5. Agricultural fertilizer

Urine is packed with nitrogen, potassium, and phosphorus—the holy trinity of plant nutrients. Ancient farmers knew this intuitively. In many pre-industrial societies, including China, Japan, and parts of Africa and Europe, urine was collected and stored for use as a liquid fertilizer. Some cultures even used “night soil”—a mix of urine and feces—to nourish crops.

Poop in Ancient practice

But there’s more. While modern sensibilities associate poop with filth, many ancient cultures saw poop as medicinal, magical, or materially useful.

1. Medicine from the rear

Believe it or not, ancient healers prescribed feces for a variety of ailments.

  • In Ancient Egypt, dried or fermented dung from various animals (sometimes crocodile) was used in poultices and wound dressings.
  • The Ebers Papyrus (c. 1550 BCE) includes recipes using donkey, gazelle, and even human excrement for various treatments.
  • In Traditional Chinese Medicine, a remedy known as “yellow soup”—a fermented fecal suspension—was used to treat food poisoning or diarrhea. This may have been an early precursor to modern fecal microbiota transplants, now used to treat gut infections like C. difficile.
  • Roman doctors occasionally prescribed animal dung to stop bleeding or aid childbirth.

Was it effective? In some cases, perhaps. Feces contain bacteria that, under the right conditions, could have probiotic effects. But it was more guesswork than science.

2. Cooking and heating with dung

In regions with little wood, dried animal (or human) dung became a valuable fuel source.

  • In Mesopotamia, India, and Central Asia, dung cakes were shaped by hand and left to dry in the sun.
  • These were then burned for cooking, heating, and even in religious ceremonies.
  • Cow dung is still widely used in rural India and Nepal as a cooking fuel and is considered ritually pure.

Dung burns surprisingly well—it’s rich in undigested plant fibers and can maintain high heat with minimal smoke.

3. Building material

  • In ancient Mesopotamia and parts of Africa, mud bricks were mixed with straw and dung.
  • The dung helped bind the material and acted as a mild insect repellent.
  • In medieval Europe and elsewhere, wattle and daub constructions used dung, clay, and straw to plaster walls.

These structures were surprisingly durable and sustainable.

4. Rituals and symbolism

In Vedic traditions of India, cow dung is sacred, symbolizing purity and fertility. It’s used to:

  • Plaster floors and walls of homes and temples
  • Disinfect altars
  • Fuel holy fires
  • Ward off evil spirits

This isn’t just symbolic—cow dung has mild antiseptic properties and repels insects.

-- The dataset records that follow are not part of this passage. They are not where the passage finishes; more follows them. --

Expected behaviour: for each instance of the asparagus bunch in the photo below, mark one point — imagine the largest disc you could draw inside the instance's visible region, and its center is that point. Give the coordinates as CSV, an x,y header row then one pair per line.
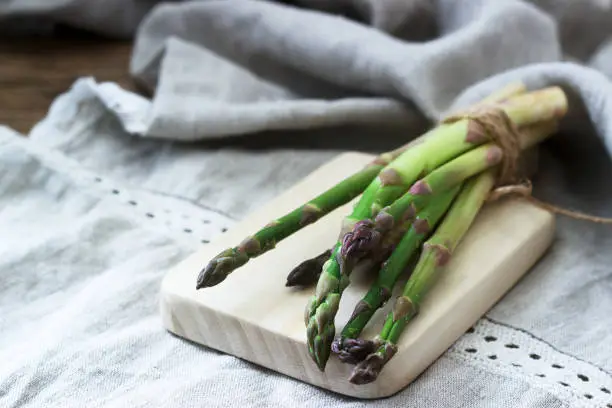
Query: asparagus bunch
x,y
440,178
266,239
447,156
432,263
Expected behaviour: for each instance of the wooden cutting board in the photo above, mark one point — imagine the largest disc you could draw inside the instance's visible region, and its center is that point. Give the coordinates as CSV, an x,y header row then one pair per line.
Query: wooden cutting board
x,y
253,316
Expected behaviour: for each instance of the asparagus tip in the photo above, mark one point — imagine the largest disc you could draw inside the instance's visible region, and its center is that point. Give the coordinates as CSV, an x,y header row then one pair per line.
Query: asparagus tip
x,y
369,369
359,243
220,267
208,276
352,351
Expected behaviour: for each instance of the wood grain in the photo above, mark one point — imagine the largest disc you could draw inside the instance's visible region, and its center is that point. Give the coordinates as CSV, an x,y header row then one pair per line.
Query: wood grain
x,y
253,316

In some African and Native American cultures, animal feces were used in initiation rites or spiritual ceremonies, representing a return to the earth or a connection with ancestral forces.

5. Divination from dung

It may sound like something out of satire, but copromancy—divination using feces—was reportedly practiced in some ancient cultures.

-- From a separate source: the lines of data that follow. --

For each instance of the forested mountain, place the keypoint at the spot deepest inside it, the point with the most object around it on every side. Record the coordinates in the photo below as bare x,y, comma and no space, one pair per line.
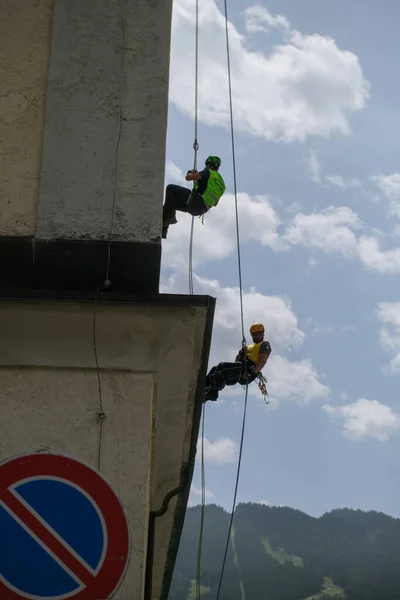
284,554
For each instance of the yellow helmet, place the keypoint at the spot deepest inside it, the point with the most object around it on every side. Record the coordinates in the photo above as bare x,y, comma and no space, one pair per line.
257,327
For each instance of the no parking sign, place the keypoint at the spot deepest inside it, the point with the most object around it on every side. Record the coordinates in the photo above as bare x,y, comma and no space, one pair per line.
63,531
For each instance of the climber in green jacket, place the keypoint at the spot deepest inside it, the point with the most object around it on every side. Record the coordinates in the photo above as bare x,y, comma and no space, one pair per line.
207,190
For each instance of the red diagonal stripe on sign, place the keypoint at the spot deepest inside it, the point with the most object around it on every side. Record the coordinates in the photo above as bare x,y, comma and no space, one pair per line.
46,537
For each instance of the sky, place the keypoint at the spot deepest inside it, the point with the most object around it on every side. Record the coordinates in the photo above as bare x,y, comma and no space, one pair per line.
316,121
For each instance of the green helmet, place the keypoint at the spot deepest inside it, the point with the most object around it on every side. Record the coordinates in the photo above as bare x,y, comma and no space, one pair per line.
213,161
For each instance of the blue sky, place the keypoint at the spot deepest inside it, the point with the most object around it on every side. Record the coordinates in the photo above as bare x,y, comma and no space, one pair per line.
316,115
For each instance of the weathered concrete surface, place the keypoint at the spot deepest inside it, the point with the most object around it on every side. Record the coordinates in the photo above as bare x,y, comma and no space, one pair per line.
106,118
25,37
149,358
56,409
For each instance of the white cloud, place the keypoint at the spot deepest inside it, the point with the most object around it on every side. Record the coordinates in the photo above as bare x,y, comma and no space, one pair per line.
329,230
196,494
385,261
216,239
389,185
389,315
306,86
333,230
220,452
258,18
297,381
340,182
314,167
275,312
366,418
316,175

  • Observers would analyze the color, shape, and texture of excrement to interpret omens or diagnose illness.
  • In some cases, animal dung was burned, and the smoke patterns were read like tea leaves.

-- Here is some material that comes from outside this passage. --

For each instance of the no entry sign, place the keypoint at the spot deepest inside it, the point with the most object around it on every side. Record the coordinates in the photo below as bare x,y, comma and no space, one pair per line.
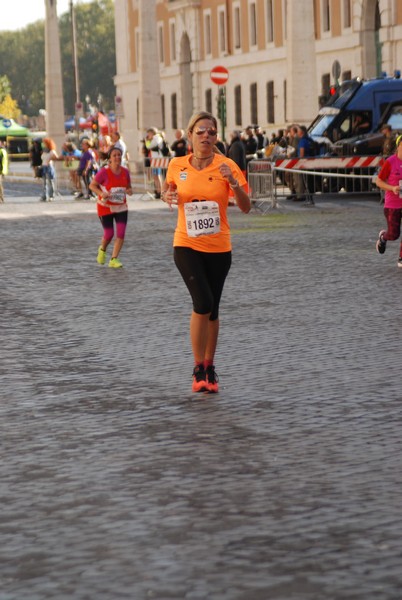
219,75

It’s not so different from other ancient divinatory practices, such as reading entrails (extispicy) or casting bones (astragalomancy).

Rethinking waste

What we discard today was once valued, not just for its utility, but for its connection to the body, the earth, and the cosmos. In many ancient cultures, nothing was wasted. Even our most reviled substances had a role to play in survival, healing, or ritual.

Modern science is beginning to catch up:

  • Urine-based fertilizers are gaining popularity in eco-farming.
  • Fecal transplants are now standard treatment for severe intestinal conditions.
  • Biogas plants run on human and animal waste to generate renewable energy.

And as climate concerns grow, the ancient wisdom of closing the waste loop—treating human output as input—may yet guide our future.

Poop and pee might seem like taboo topics, but they tell a powerful story about human adaptation, innovation, and survival. From the Roman laundromat to the Vedic temple, from battlefield alchemy to sacred fire, our ancestors knew that the end of digestion didn’t mean the end of usefulness.